Author: Marc Vetri
Publisher: Ten Speed Press
Publication Date: August 28, 2018
A revolutionary guide to making delicious pizza at home, offering a variety of base doughs so that your pizza will turn out perfect no matter what kind of oven or equipment you have.
Pizza remains America's favorite food, but one that many people hesitate to make at home. In Mastering Pizza, award-winning chef Marc Vetri tackles the topic with his trademark precision, making perfect pizza available to anyone. The recipes--gleaned from years spent researching recipes in Italy and perfecting them in America--have a variety of base doughs of different hydration levels, which allow home cooks to achieve the same results with a regular kitchen oven as they would with a professional pizza oven. The book covers popular standards like Margherita and Carbonara while also featuring unexpected toppings such as mussels and truffles--and even a dessert pizza made with Nutella. With transporting imagery from Italy and hardworking step-by-step photos to demystify the process, Mastering Pizza will help you make pizza as delicious as you find in Italy.
❃ I received this book for free from the publisher in exchange for an honest review. This does not affect my opinion of the book or the content of my review. ❃
If there is one food that I have to say is my absolute favourite, it would definitely be pizza. After reading Marc Vetri’s Mastering Pizza, my eyes have been opened to a whole new way of experiencing this versatile food. This cookbook is both educational and eye-opening, while providing home cooks with some techniques and recipes to try themselves.
The book starts off with a bit of history about Vetri’s experiences learning the art of making pizza. He also discusses the different types of dough that can be made. What is most interesting is the fact that there is so much more variety to a simple pizza dough than I had imagined. The type of texture that you are looking for in your dough will determine what heat source that you use to bake your crust. Also, the hydration of the dough plays an important factor.
Vetri has organized Mastering Pizza to give the reader different options to create a variety of doughs based on whether you are baking it in your home oven or even on the grill. Also, milled flour is discussed, as the use of fresh flour is something that Vetri believes is important to the perfect dough. There is even a list of places to purchase this specialty flour if you are interested in preparing the recipes at the end of the book.

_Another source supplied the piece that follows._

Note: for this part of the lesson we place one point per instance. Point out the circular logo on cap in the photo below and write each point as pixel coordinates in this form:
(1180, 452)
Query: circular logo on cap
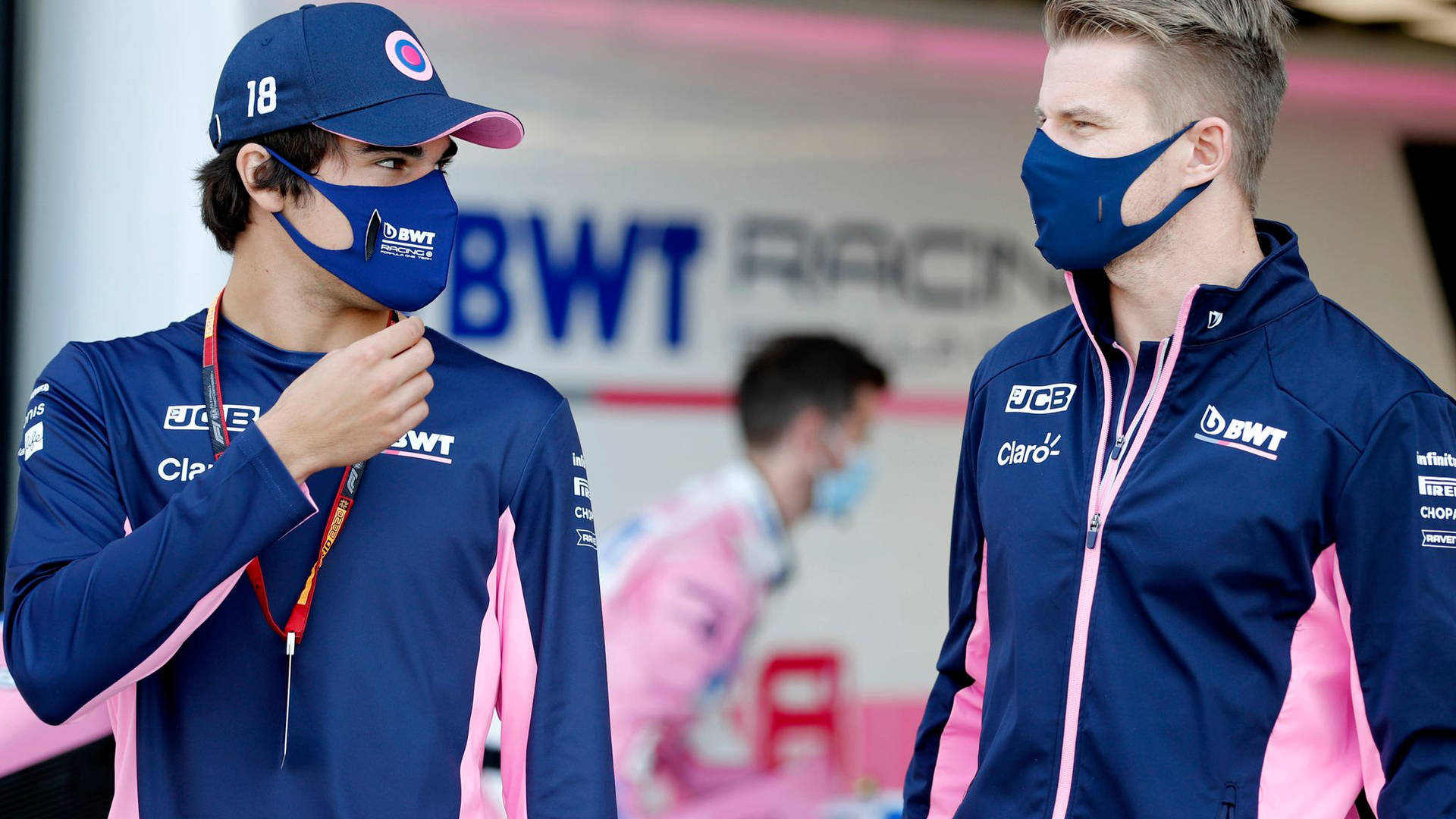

While this book is definitely well written and provides quite a bit of insight into how to prepare a perfect pizza, I came away from it feeling that I am better off enjoying an amazing pizza at a local restaurant that specializes in this technique. It is a wonderful book that has so many ideas and tips, however, I just don’t have the time or energy to invest in finding the perfect flour and tools to create these recipes on my own.